One is immediacy. If accidents happen, and in the absence of a clinic at work, or a nearby hospital, the injuries should be managed immediately by a trained employee while waiting for an ambulance or medical help to arrive.
Second, most workplaces now have the necessary equipment and aids installed in a strategic location in the office. Most offices now have a defibrillator and first aid kits or equipment handy. But if no one is knowledgeable on how to use these aids, or no one is appointed to assist in an emergency, what is the use of having the equipment if it cannot be used properly?
Third, it helps develop employee morale. Not only that employees feel a sense of security knowing that a colleague might be able to assist in an emergency, it will be good for members of the workplace to know what each one’s potential medical issue is so others can assist if required. This brings to employees feeling looked after by their team, and a sense of security may bring increased positive attitudes and higher morale.
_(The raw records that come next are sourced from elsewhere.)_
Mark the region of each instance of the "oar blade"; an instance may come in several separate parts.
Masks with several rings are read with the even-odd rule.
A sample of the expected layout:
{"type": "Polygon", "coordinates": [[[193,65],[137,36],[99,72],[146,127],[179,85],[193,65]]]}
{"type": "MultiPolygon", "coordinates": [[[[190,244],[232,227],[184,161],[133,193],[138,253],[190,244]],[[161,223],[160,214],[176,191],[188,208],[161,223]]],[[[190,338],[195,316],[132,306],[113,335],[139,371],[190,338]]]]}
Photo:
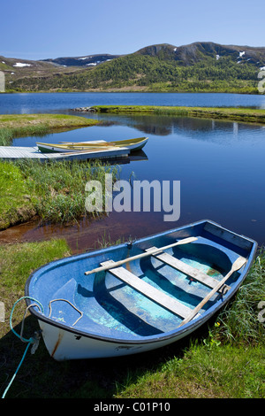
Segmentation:
{"type": "Polygon", "coordinates": [[[246,263],[246,258],[244,257],[238,257],[232,266],[232,270],[239,270],[246,263]]]}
For the person who receives the training, it will also boost their personal morale, with the thought that they may actually help other people due to the increased confidence provided in the training. Teaching members of the team on how to identify injuries and ways of treating it is as important as being knowledgeable about the business itself.
Fourth, skills and knowledge are transferrable. First Aid and CPR skills once obtained are not limited to workplace conditions. It has some household benefits as well, if the injuries arise from home, or from a public place such as in the event of a calamity, natural disaster, like floods, earthquakes, typhoons, among others. Even schools place due importance to their teaching staff knowing about first aid, CPR and anaphylaxis as a lot of children have allergies, or minor accidents that can happen while at school.
Investing in First Aid training should no longer be an issue, but a must. Refer this matter to your manager if you are unsure if something is already in place, or if you are keen to do the training yourself. Remember the adage, “an ounce of prevention is worth a pound of cure.” For investing in first aid training will reap its rewards far more than you can imagine.